Vancouver Sun

Metro, Belcarra park cabin residents off to court

District attempting to evict tenants

- JENNIFER SALTMAN jensaltman@postmedia.com twitter.com/jensaltman

Residents of a handful of cabins in Belcarra Regional Park will be in B.C. Supreme Court this week to fight for the right to continue living in their homes.

The Metro Vancouver Regional District, which owns and operates the park, gave notice in March 2018 that it was ending the tenancy of those renting the cabins that are nestled in the woods along the shoreline south of the park’s picnic area, main beach and pier.

The residents appealed the notice, which was overturned in February by an arbitrator with the Residentia­l Tenancy Branch.

The arbitrator said that because Metro hadn’t, at the time, establishe­d a use for one of the cabins, or obtained permits to convert the others from residentia­l rental units to interpreti­ve landscape displays, it couldn’t end the residents’ tenancy.

After that decision, the regional district, which is looking to phase out residences in all of its parks, applied for a judicial review.

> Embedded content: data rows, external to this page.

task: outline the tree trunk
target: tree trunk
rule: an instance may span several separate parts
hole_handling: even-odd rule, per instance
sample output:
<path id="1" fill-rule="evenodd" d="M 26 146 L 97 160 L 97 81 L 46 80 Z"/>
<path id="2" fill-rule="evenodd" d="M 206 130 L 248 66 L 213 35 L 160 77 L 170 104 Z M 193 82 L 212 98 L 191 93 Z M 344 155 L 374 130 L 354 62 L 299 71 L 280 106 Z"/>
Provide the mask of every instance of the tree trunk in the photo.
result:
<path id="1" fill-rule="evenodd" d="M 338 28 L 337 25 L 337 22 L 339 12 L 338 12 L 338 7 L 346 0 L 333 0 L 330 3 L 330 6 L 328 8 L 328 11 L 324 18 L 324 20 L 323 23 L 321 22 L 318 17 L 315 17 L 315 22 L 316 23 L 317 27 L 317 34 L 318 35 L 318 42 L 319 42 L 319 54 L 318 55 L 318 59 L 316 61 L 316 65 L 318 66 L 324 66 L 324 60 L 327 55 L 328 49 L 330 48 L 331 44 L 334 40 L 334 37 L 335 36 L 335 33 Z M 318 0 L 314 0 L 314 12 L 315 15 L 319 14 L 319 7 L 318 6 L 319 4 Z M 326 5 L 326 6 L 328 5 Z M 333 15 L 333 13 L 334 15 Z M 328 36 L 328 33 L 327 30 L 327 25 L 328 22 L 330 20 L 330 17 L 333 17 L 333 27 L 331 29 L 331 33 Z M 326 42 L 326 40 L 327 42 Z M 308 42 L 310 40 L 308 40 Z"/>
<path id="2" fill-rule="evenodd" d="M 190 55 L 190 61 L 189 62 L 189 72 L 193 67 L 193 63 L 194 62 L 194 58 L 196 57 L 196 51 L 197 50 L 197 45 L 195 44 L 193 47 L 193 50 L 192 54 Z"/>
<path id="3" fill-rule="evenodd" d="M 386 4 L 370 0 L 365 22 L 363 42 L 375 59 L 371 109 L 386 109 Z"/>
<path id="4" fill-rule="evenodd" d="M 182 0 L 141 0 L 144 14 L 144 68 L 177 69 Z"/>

According to the petition it filed to the court, Metro is hoping the court will set aside the branch’s decision and allow the evictions to stand or send the matter back to the branch for reconsider­ation by a different arbitrator.

“We say, of course, the decision was very reasonable and well within the scope of the arbitrator’s permissibl­e discretion, and was in fact the right, correct decision because it doesn’t make sense in a housing crisis to evict anybody when you don’t know what you’re going to do with the unit that they’re being evicted from or you’re just going to leave it empty,” said Oliver Pulleyblan­k, the lawyer representi­ng the Belcarra South Preservati­on Society.

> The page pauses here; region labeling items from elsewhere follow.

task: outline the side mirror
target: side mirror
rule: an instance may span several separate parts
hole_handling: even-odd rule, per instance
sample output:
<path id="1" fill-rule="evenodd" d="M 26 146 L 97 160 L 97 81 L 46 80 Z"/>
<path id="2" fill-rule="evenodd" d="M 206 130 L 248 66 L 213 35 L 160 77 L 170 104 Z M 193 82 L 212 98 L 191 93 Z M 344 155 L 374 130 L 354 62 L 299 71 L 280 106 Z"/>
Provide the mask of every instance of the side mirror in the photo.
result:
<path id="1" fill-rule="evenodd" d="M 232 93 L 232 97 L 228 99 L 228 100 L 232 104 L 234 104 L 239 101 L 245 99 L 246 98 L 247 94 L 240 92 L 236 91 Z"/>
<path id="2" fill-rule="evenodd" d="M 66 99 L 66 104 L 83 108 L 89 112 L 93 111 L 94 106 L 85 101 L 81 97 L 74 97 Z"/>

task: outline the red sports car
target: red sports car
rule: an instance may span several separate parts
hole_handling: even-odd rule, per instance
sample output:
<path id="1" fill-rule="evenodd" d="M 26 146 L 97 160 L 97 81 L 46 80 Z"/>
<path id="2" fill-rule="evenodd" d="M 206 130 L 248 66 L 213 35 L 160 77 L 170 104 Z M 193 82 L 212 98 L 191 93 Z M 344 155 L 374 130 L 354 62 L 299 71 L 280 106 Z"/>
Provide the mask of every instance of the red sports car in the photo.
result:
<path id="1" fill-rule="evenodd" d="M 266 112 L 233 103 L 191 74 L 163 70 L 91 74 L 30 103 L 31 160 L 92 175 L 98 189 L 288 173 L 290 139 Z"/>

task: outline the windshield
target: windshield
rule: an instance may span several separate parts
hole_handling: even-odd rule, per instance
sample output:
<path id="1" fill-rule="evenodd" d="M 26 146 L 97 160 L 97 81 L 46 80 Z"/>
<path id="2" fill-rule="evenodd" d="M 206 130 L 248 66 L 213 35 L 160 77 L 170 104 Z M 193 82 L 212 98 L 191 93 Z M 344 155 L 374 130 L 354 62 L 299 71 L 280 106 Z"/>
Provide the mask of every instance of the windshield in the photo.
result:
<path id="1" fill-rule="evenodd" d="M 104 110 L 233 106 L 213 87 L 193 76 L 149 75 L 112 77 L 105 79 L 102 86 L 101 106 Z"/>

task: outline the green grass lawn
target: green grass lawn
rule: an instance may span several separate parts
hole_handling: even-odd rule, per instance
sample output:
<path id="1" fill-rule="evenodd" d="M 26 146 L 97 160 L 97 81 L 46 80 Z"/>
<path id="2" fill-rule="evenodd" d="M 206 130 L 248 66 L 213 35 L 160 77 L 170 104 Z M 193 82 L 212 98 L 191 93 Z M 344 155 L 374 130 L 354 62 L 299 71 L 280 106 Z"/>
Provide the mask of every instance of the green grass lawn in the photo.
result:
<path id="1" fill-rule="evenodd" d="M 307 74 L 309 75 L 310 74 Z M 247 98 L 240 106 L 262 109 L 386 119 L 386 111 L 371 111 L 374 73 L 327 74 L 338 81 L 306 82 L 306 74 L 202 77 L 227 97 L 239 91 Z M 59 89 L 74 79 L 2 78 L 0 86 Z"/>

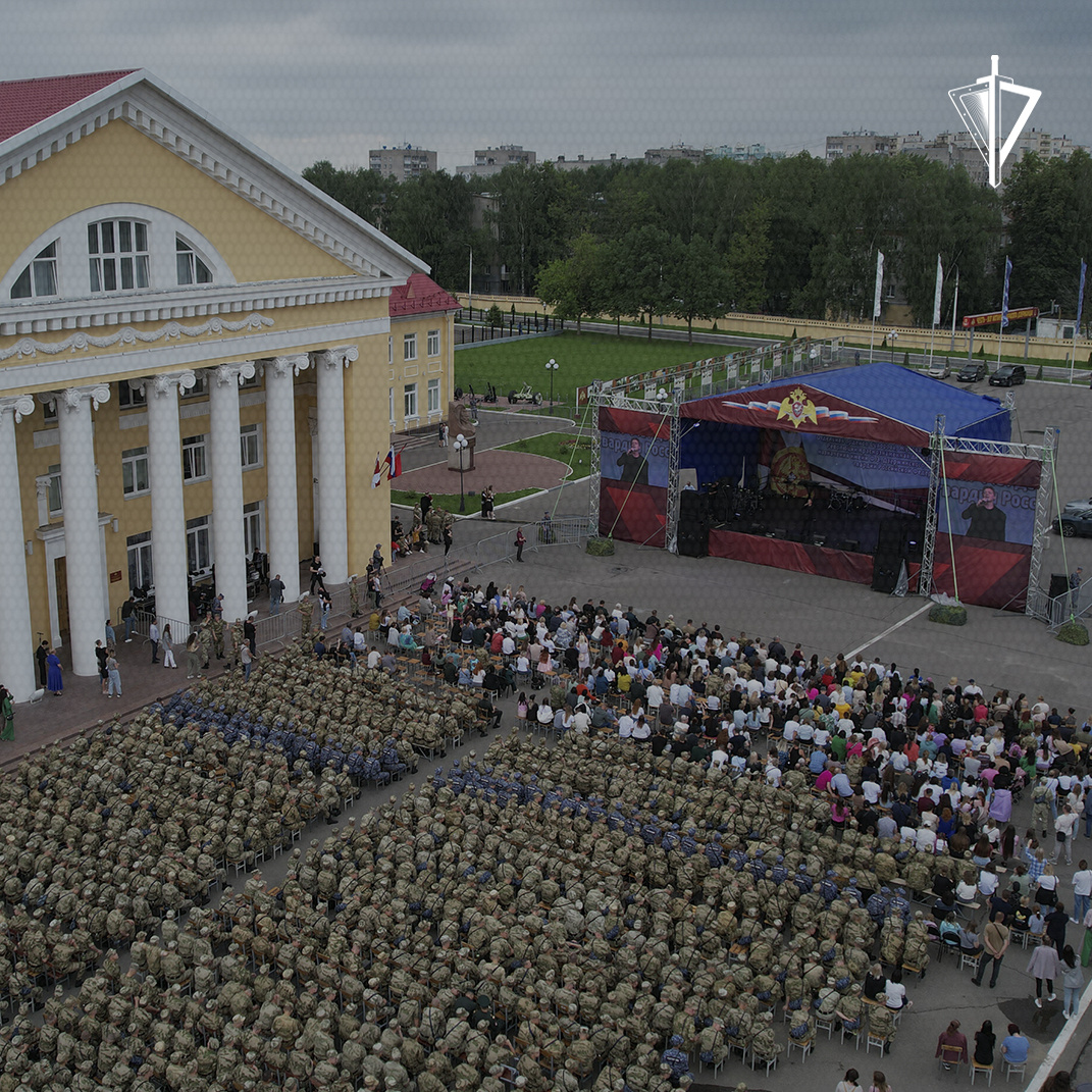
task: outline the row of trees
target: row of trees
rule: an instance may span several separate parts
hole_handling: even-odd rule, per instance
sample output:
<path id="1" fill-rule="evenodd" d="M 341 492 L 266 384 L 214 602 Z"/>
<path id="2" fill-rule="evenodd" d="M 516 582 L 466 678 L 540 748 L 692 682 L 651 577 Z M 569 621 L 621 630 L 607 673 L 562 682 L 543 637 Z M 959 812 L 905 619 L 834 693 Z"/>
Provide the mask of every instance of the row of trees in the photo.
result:
<path id="1" fill-rule="evenodd" d="M 470 181 L 444 171 L 399 183 L 321 162 L 305 171 L 358 215 L 420 256 L 448 288 L 475 261 L 503 263 L 511 290 L 567 318 L 727 309 L 867 319 L 876 251 L 919 324 L 933 316 L 937 254 L 951 320 L 1000 305 L 1005 254 L 1014 305 L 1076 308 L 1080 259 L 1092 253 L 1092 159 L 1034 156 L 1004 195 L 962 168 L 921 156 L 800 154 L 739 164 L 670 161 L 558 171 L 511 166 Z M 489 256 L 484 258 L 483 256 Z"/>

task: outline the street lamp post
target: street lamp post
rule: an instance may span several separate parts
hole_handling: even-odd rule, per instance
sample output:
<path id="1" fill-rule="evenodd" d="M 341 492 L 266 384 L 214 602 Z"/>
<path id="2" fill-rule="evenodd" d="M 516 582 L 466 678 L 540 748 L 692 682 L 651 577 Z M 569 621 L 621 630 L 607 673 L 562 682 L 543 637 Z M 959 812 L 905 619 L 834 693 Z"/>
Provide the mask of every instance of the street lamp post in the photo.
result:
<path id="1" fill-rule="evenodd" d="M 549 412 L 554 416 L 554 372 L 557 371 L 557 360 L 550 357 L 546 361 L 546 370 L 549 372 Z"/>
<path id="2" fill-rule="evenodd" d="M 462 432 L 455 437 L 452 447 L 459 452 L 459 511 L 466 511 L 466 494 L 463 491 L 463 452 L 470 447 L 470 441 Z"/>

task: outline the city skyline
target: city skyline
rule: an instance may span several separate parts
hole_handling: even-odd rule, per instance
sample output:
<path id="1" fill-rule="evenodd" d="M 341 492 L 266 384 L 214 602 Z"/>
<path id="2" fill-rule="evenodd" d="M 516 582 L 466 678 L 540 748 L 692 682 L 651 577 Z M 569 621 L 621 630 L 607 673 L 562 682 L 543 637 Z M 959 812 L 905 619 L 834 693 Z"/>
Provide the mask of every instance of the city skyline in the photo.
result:
<path id="1" fill-rule="evenodd" d="M 539 162 L 677 144 L 821 157 L 831 133 L 959 128 L 948 88 L 992 52 L 1042 88 L 1037 129 L 1092 144 L 1092 11 L 1060 0 L 1001 0 L 988 35 L 940 0 L 420 0 L 412 20 L 370 0 L 49 0 L 9 32 L 5 80 L 147 68 L 295 170 L 366 167 L 369 149 L 399 144 L 450 173 L 509 143 Z"/>

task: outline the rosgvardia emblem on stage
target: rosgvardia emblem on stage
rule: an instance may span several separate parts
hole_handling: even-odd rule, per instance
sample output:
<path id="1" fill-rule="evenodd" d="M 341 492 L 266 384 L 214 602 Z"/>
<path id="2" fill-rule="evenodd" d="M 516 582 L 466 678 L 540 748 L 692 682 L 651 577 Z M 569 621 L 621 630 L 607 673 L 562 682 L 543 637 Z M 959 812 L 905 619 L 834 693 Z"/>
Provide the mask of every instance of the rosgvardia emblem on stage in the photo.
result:
<path id="1" fill-rule="evenodd" d="M 781 400 L 778 420 L 781 420 L 782 417 L 787 417 L 793 423 L 794 428 L 799 428 L 806 420 L 810 420 L 812 425 L 818 424 L 816 420 L 816 404 L 798 387 L 787 399 Z"/>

Metro’s board of directors has approved a plan to open the Belcarra South area for public use, which will involve repairing the seven cabins — six of which are occupied — and historic Bole House, and keeping them empty for viewing.

Residents proposed allowing the public into the area while still allowing residents to stay in the cabins and act as interpreti­ve guides, but that idea wasn’t considered.

“Their concern ... is that they’re being kicked out when there isn’t a plan for what’s going to happen, and the plan of just leaving them empty so people can look at them is half-baked at best, and then they’re being forced out of their homes for no good reason,” said Pulleyblan­k.

He noted that the rental market in the Metro area remains tight, and it will be difficult for the cabins’ residents, many of whom have been there “a very long time,” to find accommodat­ions.

Altogether, the residents of the six cabins pay just over $3,100 per month, or about $525 each, and have month-to-month rental agreements with Metro. The average rental rate for a one-bedroom apartment in Vancouver is $2,100 per month, according to PadMapper.

The case is expected to be in B.C. Supreme Court in Vancouver on Wednesday and Thursday.